Hi all,
I found several but unluckily contradicting infos about correct preprocessing of images for pretrained Torch models from the hub, available by the torchvision.models module.
The models come with a transforms()
function that returns some information regarding the appropriate preprocessing. For example for a ResNet50 model, it returns:
>>> torchvision.models.resnet.Wide_ResNet50_2_Weights['IMAGENET1K_V1'].transforms()
ImageClassification(
crop_size=[224]
resize_size=[256]
mean=[0.485, 0.456, 0.406]
std=[0.229, 0.224, 0.225]
interpolation=InterpolationMode.BILINEAR
)
Here, I would like to find out: What is the expected channel layout per model, i.e. RGB or BGR for color images?
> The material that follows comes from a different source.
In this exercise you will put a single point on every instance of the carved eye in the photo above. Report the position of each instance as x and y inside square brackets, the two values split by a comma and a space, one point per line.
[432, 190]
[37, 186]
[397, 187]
Unluckily, there are contradicting information available. As far as I know, Torch uses and expects RGB layout by default just as other Python libraries like Pillow or Tensorflow/Keras do. I found the statement in this forum that all pretrained models expect RGB layout (Link), however the posting contains a link to the documentation that is not working anymore, i.e. it is unclear whether this statement remains true.
On the other hand, I found the following statement in the current docs:
Before using the pre-trained models, one must preprocess the image (resize with right resolution/interpolation, apply inference transforms, rescale the values etc). There is no standard way to do this as it depends on how a given model was trained. It can vary across model families, variants or even weight versions. Using the correct preprocessing method is critical and failing to do so may lead to decreased accuracy or incorrect outputs.
Based on this, I can only conclude that the previous everything defaults to RGB is outdated and does not hold anymore. So how to find out, which channel layout is the right one?
I found no direct flag in the transfroms() return value and similarly don’t know whether this is available somewhere in the model. But I noticed that the given mean / standard deviation values are equal to the respective values computed on ImageNet. Still, the channel layout is unknown. According to the link above, these mean values should be RGB layout. But on the other hand, according to PyImageSearch, these values are BGR ones because mean * 255 = [123.675, 116.28, 103.53]
. As most models share these values, I conjecture that they indeed are RGB and the explanation at PyImageSearch mistakes here between R and B values. Still, other libraries (e.g. OpenCV or Caffe) use BGR layout such that [0.485, 0.456, 0.406]
still could indeed by BGR instead of RGB values. Besides this, in general the mean and standard deviation values can be arbitrary and are not constrained to equal those of ImageNet such that further information are required how they are interpreted.
Finally, I have contradicting infos and no clarification and thus would like to ask: How can I find out which channel layout (RGB or BGR) is the right one for which pretrained model?